Pelukis kelahiran Norwegia ini hidup sezaman dengan pelukis terkenal yang juga sekaligus temannya yaitu Paul Gauguin. Selain dengan Gauguin, Munch juga hidup sezaman dengan Nietzsche, zaman yang ditandai dengan semangat modernisme.
Latar belakang hidup pelukis ini kurang menyenangkan. Ibunya meninggal karena tuberkulosis waktu ia masih berusia 5 tahun, lalu ia kehilangan saudara perempuannya saat berumur 14 tahun. Ketika ia berumur 25 tahun, ayahnya meninggal dunia. Tidak lama setelah itu, saudara perempuan satu-satunya, Laura, mengalami depresi berat dan masuk rumah sakit jiwa. Bagi Munch, hidupnya dikelilingi dengan tanda-tanda kematian. Mungkin latar belakang yang demikian menjadi salah satu alasan mengapa Munch melihat seni sebagai sebuah pengalaman pribadi. Seni menjadi medium untuk menjelaskan tentang hidup dan maknanya bagi dirinya sendiri. Dan mungkin latar belakang itu pula yang membuatnya memilih gaya ekspresionis dalam melukis.
Munch suka menggunakan bentuk yang terdistorsi untuk menggambarkan keadaaan jiwa manusia dan warna-warna yang sangat kontras untuk mengungkapkan kecemasan dan keterasingan jiwa manusia modern. Gambar yang memiliki makna yang kuat seperti The Scream. Lukisan Munch yang sangat terkenal ini melukiskan sebuah figur menyerupai tengkorak sedang menyeberang jembatan (menghadap ke arah pengunjung) dengan menutup kupingnya dan berteriak menyatakan kegalauan jiwanya. Di latar belakang ada dua figur yang berjalan ke arah yang berlawanan dengan sikap seolah tidak sadar atau tidak peduli terhadap teriakan yang seolah merobek cakrawala itu. Munch mengubah lanskap matahari terbenam yang tenang menjadi sebuah kesatuan yang menggemakan nada tinggi (teriakan) yang berasal dari kepala yang sedang tenggelam dalam sebuah swirling form.

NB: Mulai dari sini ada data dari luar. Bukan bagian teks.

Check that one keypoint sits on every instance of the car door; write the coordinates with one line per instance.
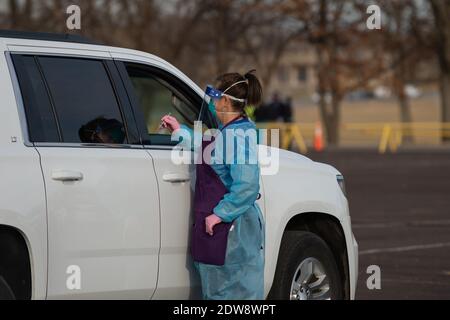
(102, 195)
(156, 92)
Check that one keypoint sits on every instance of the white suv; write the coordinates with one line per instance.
(84, 217)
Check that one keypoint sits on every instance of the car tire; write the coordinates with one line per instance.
(5, 290)
(306, 269)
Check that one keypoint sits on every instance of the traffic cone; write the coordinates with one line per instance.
(318, 137)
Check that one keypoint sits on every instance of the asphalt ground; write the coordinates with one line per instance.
(400, 210)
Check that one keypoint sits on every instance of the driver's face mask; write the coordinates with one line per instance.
(212, 95)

Beberapa pengamat dan kritikus seni melihat lukisan ini sebagai ekspresi dari pengalaman batin yang menakutkan. Pemandangan matahari terbenam seharusnya merupakan pemandangan yang indah tetapi dalam pandangan Munch berubah menjadi pemandangan yang sangat menakutkan. Munch memang sedang mengalami depresi berat saat mengerjakan lukisan ini seperti dituliskannya dalam catatan hariannya mengenai latar belakang pembuatan The Scream.
“I was walking along the road with two friends. The sun was setting. I felt a breath of melancholy – Suddenly the sky turned blood-red. I stopped, and leaned against the railing, deathly tired – Looking out across the flaming clouds that hung like blood and a sword over the blue-black fjord and town. My friends walked on – I stood there, trembling with fear. And I sensed a great, infinite scream pass through nature.” (Munch, 1892).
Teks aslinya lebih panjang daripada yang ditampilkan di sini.